Дарья принялась допытывать Лёшку обо всём. Слушала, вздыхала, охала. Потом схватила мальчика за руку и, как в былые времена, потащила к себе на кухню.
— Да я не хочу. Я же сыт, — упирался Лёшка.
— Пошли, пошли, — не отставала Дарья. — Нынче у нас пирог с мясом. Нынче к нам генерал вернулся.
— Генерал?
— Ну да. Батюшка наш, Дмитрий Петрович. Радость-то в доме. Радость у нас какая!
— Какая же это радость? — произнёс Лёшка. — Генералы, они буржуи. Война из-за них не кончается. Да я вашего генерала ещё в феврале арестовать хотел. Скоро вашему генералу того, — провёл мальчик рукой по шее. — Скоро в Питере будет такое, — повторил Лёшка Пашкины слова, — что вам, тётка Дарья, и во сне не приснится.
Слушала Дарья и только хваталась за голову. «Ох, ох», — вздыхала прислуга и пялила на гостя удивлённые, расширенные от испуга глаза.
Лёшка ушёл, а Дарья долго ещё крестилась.
До тридцати тысяч человек работало на Путиловском заводе.
В одной только шрапнельной мастерской — более четырёх тысяч.
А были ещё мастерские: механическая, прокатная, прессовая, пушечная… Сорок девять разных мастерских и цехов насчитывал огромный завод. «Железным городом» называли его в Петрограде.
Путиловские рабочие — дружный народ. Ещё с весны они организовали свой заводской комитет и повели борьбу с заводским начальством.
Временное правительство боялось путиловцев. Не хотело оно, чтобы в одном месте работало столько людей.

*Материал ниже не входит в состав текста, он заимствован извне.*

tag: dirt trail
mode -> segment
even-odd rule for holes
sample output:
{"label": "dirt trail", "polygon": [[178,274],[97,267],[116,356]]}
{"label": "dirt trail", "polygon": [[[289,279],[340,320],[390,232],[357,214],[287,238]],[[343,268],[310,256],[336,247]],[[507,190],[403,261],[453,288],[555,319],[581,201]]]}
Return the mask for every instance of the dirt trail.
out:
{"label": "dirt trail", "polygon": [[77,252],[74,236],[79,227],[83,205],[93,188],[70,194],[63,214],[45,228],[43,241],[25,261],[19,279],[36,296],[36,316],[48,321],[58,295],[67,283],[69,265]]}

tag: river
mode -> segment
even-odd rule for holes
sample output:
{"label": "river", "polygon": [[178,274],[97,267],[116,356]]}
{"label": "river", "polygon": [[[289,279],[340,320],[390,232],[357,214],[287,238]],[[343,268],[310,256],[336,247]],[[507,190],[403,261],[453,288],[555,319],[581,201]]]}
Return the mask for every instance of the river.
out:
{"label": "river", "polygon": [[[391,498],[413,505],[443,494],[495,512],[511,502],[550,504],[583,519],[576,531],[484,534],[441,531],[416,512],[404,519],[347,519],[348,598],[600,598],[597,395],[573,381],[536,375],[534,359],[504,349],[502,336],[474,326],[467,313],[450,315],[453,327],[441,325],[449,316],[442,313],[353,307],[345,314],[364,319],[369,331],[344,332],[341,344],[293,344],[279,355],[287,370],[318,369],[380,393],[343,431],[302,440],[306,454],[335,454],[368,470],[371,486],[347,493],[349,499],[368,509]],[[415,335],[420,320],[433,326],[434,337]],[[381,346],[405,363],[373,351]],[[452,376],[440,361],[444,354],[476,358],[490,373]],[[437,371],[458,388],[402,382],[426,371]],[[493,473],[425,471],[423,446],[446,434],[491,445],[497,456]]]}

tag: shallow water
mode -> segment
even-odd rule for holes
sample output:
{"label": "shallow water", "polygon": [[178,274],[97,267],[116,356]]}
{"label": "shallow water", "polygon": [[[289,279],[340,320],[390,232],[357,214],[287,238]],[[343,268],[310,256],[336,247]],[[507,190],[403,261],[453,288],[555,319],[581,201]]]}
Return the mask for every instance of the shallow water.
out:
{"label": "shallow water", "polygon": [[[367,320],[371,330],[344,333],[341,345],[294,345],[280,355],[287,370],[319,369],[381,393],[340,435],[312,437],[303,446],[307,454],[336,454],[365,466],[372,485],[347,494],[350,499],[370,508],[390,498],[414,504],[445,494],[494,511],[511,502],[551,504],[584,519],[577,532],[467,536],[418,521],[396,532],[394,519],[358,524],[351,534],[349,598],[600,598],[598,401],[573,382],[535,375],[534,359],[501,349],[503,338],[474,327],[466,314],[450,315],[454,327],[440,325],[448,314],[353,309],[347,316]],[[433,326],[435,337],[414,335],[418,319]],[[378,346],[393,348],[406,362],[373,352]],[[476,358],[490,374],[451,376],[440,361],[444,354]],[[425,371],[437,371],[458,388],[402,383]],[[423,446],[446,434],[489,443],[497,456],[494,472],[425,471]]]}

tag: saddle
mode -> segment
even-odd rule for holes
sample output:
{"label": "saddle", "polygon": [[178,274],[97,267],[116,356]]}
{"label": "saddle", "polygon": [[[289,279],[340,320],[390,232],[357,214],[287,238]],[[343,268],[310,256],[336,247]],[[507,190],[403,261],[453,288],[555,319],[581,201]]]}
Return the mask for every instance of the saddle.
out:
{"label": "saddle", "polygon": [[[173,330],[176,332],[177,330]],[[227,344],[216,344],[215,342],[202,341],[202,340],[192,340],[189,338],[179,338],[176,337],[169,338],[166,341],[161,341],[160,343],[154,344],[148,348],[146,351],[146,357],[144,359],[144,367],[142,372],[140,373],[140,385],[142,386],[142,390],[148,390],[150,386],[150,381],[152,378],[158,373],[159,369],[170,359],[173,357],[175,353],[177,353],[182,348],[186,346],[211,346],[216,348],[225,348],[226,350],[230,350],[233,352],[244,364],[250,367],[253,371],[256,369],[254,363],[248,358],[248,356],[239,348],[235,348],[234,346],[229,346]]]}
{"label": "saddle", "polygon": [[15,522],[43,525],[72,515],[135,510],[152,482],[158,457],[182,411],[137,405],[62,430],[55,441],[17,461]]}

И вот заводоуправление решило почти наполовину сократить число путиловских рабочих. Под сокращение попал и Лёшка.
Вот те раз: только устроился, а тут сокращение!
— Ничего, — успокаивал мальчика дядя Андрей. — Это мы ещё посмотрим.
А чего смотреть, когда Лёшке об этом мастер прямо сказал?
Весть о сокращении расползлась по баракам, по домам вокруг Нарвской заставы, по соседним сёлам, в которых жило много путиловцев.
— Как так? — возмущались рабочие. — Не имеют права!
— Эх, господа хорошие, видать, занозой у вас сидит завод наш.
— Пусть увольняют приписанных.
С приписанными была целая история. Приписанными называли тех, кто хотя и числился в составе путиловских рабочих, но не работал.
Было таких несколько тысяч: всякие купеческие сынки и сынки богатых чиновников — все те, кто скрывался от фронта. Путиловских рабочих не призывали в армию.
— Вот пусть сынков и отчисляют, — шумели рабочие.
Собрался заводской комитет.
— Сидоров? — спрашивал Васильев, председатель заводского комитета.
— Работает в механическом, — отвечали члены комитета.
— Оставить.
— Прохоров?
— В шрапнельной.
— Оставить.
— Золоторучкин?
Стали проверять, где работает Золоторучкин. Оказывается, нигде.
— На увольнение.
Проверив списки, члены заводского комитета явились к заводскому начальству.
— Согласны на сокращение, — проговорил Васильев. — Есть кого сокращать.
— Вот и хорошо, — ответил генерал Дроздов, директор завода. — С углём плохо. Нет нужды держать столько людей.
Положил Васильев перед директором списки. Поглядел Дроздов, а там всё — либо Золоторучкин, либо Богатеев, либо Толстосумов — сплошные купеческие и чиновничьи сынки. Поморщил Дроздов нос, понял, что рабочих не проведёшь. И отдал приказ отменить сокращение.
Обо всём этом Лёшка не знал. Пришёл дядя Андрей с ночной смены, смотрит — Лёшка спит и никуда не собирается.